Even though Tesla open-sourced its charging connector design, we don’t really know what it would look like if another EV maker adopted it. As for the charging network, you could argue that Tesla is already dominating the U.S. in terms of coverage. Here’s how Tesla could tighten its grip on America’s EV charging network.
Tesla’s Supercharger network is already the most extensive EV fast-charging network with more than 40,000 chargers spread across 4,400 stations throughout the world. Tesla has stationed more than a third of them in North America (almost 1,500 in the U.S.), another third in Asia, and the remainder in Europe.
While President Biden’s Tweet mentioned that you would be able to do the “great American road trip” on a fully electric EV, Musk rebutted, stating that you can already do so with a Tesla. Besides Tesla’s Supercharger, there are only two other options: Combined Charging System (CCS) charging or CHAdeMO charging that’s mostly used by Japanese automakers.
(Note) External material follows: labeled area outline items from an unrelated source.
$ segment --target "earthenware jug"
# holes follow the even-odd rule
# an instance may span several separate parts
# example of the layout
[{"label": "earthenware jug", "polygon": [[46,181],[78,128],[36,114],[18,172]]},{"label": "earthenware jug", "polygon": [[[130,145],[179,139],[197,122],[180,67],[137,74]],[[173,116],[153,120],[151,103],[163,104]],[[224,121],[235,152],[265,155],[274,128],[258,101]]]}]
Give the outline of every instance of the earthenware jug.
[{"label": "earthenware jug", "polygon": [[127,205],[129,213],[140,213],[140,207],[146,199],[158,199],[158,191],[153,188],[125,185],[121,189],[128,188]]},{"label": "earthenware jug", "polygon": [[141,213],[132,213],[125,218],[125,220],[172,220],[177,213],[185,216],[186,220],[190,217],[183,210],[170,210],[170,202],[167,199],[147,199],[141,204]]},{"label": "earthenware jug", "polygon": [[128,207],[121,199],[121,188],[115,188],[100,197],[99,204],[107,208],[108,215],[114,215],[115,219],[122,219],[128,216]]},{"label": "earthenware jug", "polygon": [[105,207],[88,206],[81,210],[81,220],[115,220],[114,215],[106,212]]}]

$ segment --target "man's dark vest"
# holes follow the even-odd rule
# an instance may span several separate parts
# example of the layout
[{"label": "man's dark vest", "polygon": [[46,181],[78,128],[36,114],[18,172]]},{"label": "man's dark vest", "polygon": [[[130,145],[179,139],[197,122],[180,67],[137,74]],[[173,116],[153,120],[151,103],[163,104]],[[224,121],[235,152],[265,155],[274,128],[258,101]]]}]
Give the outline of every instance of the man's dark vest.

In the second part of Musk’s response to Biden’s Tweet, he noted that Tesla open-sourced its charging connector to allow other EV makers and charging station owners to adopt it. The move keeps Tesla even more competitive with the growing CCS standard that’s used by major automakers like BMW, Ford, Hyundai, Rivian, and others. Tesla even rebranded its charging connector as the North American Charging Standard, or NACS for short, which sounds pretty similar to CCS.
It’s clear Tesla wants to maintain its position as the most accessible charging connector, even if it’s hard to imagine automakers who are in direct competition with Tesla adopting its charging standard. That being said, Tesla states in its blog post that its NACS chargers are “half the size and twice as powerful” when compared to CCS chargers.
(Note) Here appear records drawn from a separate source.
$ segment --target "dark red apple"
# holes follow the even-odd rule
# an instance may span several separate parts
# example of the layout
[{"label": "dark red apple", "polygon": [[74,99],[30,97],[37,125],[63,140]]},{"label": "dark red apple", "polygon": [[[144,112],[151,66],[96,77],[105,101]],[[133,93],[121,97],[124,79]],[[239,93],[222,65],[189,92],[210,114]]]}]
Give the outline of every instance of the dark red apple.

That difference in efficiency may be enough to persuade some automakers to switch over.
There’s also another potential benefit to Tesla opening up its charging design: money. As noted by Electrek, if Tesla gets even one automaker to use NACS, it would qualify the EV titan for federal funding to expand its Supercharger network.
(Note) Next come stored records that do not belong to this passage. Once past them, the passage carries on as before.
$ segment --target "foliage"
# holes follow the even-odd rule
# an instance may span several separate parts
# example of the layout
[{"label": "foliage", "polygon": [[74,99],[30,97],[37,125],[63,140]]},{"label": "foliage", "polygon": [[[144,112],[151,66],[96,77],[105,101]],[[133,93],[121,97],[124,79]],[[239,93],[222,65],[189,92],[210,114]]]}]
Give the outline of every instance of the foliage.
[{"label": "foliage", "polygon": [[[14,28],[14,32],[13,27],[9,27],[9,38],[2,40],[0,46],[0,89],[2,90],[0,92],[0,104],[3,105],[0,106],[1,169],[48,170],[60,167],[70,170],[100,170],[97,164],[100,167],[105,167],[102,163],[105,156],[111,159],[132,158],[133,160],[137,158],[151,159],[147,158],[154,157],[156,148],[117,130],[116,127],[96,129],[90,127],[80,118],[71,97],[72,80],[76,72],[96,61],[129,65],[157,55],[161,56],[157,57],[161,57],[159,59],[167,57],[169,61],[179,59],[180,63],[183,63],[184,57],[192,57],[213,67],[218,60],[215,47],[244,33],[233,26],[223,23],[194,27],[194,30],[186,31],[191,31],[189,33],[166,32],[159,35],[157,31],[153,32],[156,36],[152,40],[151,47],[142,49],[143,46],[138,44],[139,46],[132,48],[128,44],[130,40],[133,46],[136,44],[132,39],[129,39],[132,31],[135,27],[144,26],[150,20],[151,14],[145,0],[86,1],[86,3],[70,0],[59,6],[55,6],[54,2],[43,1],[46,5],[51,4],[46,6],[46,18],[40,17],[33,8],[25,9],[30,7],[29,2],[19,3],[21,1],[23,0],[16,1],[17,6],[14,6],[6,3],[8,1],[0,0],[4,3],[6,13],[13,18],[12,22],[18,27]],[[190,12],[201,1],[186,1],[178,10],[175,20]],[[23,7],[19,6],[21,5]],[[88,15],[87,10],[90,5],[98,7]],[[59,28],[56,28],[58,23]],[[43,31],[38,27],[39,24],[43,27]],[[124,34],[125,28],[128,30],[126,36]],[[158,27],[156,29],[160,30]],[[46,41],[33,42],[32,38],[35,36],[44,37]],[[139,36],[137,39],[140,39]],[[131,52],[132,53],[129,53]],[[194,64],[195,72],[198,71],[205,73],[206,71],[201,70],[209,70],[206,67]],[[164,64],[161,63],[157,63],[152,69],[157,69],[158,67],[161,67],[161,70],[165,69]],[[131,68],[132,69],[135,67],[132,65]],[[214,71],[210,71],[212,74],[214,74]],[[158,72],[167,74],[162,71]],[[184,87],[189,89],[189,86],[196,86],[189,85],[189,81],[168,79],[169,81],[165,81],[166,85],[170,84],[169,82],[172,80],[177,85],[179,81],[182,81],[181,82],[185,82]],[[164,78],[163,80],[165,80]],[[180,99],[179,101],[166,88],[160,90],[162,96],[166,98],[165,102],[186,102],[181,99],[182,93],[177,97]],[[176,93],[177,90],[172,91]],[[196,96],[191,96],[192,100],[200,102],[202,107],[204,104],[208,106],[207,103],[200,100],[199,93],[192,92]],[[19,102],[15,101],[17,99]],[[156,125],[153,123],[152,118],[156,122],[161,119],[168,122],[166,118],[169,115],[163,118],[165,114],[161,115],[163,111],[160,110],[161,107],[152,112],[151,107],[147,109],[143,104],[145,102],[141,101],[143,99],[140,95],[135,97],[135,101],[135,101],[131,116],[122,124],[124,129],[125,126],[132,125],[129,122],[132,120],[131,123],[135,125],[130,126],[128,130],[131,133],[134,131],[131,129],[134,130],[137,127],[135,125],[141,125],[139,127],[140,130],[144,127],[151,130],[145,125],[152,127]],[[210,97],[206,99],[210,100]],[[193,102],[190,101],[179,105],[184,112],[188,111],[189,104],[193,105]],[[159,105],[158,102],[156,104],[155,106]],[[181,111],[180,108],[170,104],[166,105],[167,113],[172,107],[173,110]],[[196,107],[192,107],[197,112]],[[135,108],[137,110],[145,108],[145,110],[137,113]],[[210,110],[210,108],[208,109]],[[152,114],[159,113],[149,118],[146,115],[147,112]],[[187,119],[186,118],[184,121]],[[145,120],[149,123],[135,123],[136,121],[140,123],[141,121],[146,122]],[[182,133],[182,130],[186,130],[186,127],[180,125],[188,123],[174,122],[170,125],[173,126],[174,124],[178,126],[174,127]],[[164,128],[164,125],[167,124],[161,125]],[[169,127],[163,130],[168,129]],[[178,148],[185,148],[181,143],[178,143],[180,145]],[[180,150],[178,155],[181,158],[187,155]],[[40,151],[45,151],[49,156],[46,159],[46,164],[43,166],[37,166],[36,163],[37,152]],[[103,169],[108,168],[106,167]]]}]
At this point, opening up its charging standard could be a savvier business move than keeping competitors locked out of its formidable charging network.
While increasingly less of a nightmare, charging infrastructure in the U.S. is still woefully inadequate for many motorists. That means the ability to use Tesla’s network could make owning an EV a lot more convenient. According to Tesla, its chargers currently outnumber CCS stations run by companies like Electrify America by a ratio of 2 to 1.
Mobile Battery Charger Whether Tesla’s competitive advantage will be enough to convince other EV brands to adopt its charger is another story entirely. The EV market is increasingly saturated, making competition fiercer than ever — not exactly the best environment for cross-brand collaboration. Still, the best, most effective tech usually wins in the end, and right now Tesla has a leg up.